Field of the Invention The invention relates to a method for regulating a magnitude of a control system in which the control system operates in at least a first operating state and a second operating state for values different from system magnitudes, the system magnitude being entered as a real value by a sensor whose dynamics remains constant or does not change unpredictably, a control deviation is determined from a deviation deviation between the actual value and the setpoint and is applied to a regulator of the control system and the controller provides a control variable as a function of the control deviation. The invention also relates to a device for regulating a magnitude of a control system in which the control system has at least a first operating state and a second operating state with different values of system magnitudes, the control system comprises a sensor for determining the actual value of the system quantity and a controller for providing a setting quantity.

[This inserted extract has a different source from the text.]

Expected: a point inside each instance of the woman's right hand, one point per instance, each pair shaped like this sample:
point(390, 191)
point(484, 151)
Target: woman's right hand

STATE OF THE ART In the case of internal combustion engines, in particular diesel engines for a motor vehicle, NOx (NSC) accumulator catalysts are used to limit the emissions of nitrogen oxide. These catalysts store oxides of nitrogen while the engine is fed surplus (lean). In order to conserve the storage capacity of the NO catalyst-accumulator, the nitrogen oxides stored must be evacuated from time to time. To achieve such a regeneration of NO catalyst-accumulator, it is known to set a reduced exhaust gas atmosphere in which the nitrogen oxides stored are converted to nitrogen. For this, the combustion engine is operated in "rich" mode, that is to say with an air / fuel ratio below stoichiometric conditions with a lambda coefficient of less than 1. Diesel engines are generally designed to a sustainable lean diet. For the regeneration of the NO accumulator catalyst, special regeneration phases are also provided, in which the diesel engine is fed in "rich" mode. The regulation of the lambda process of the regeneration phases is done by a lambda control circuit. In this case, the coefficient lambda before the accumulator catalyst NO represents the regulation quantity. The output signal of a lambda probe disposed before the NO accumulator catalyst is transmitted as a real value to an integrated lambda regulator at least in an engine control unit.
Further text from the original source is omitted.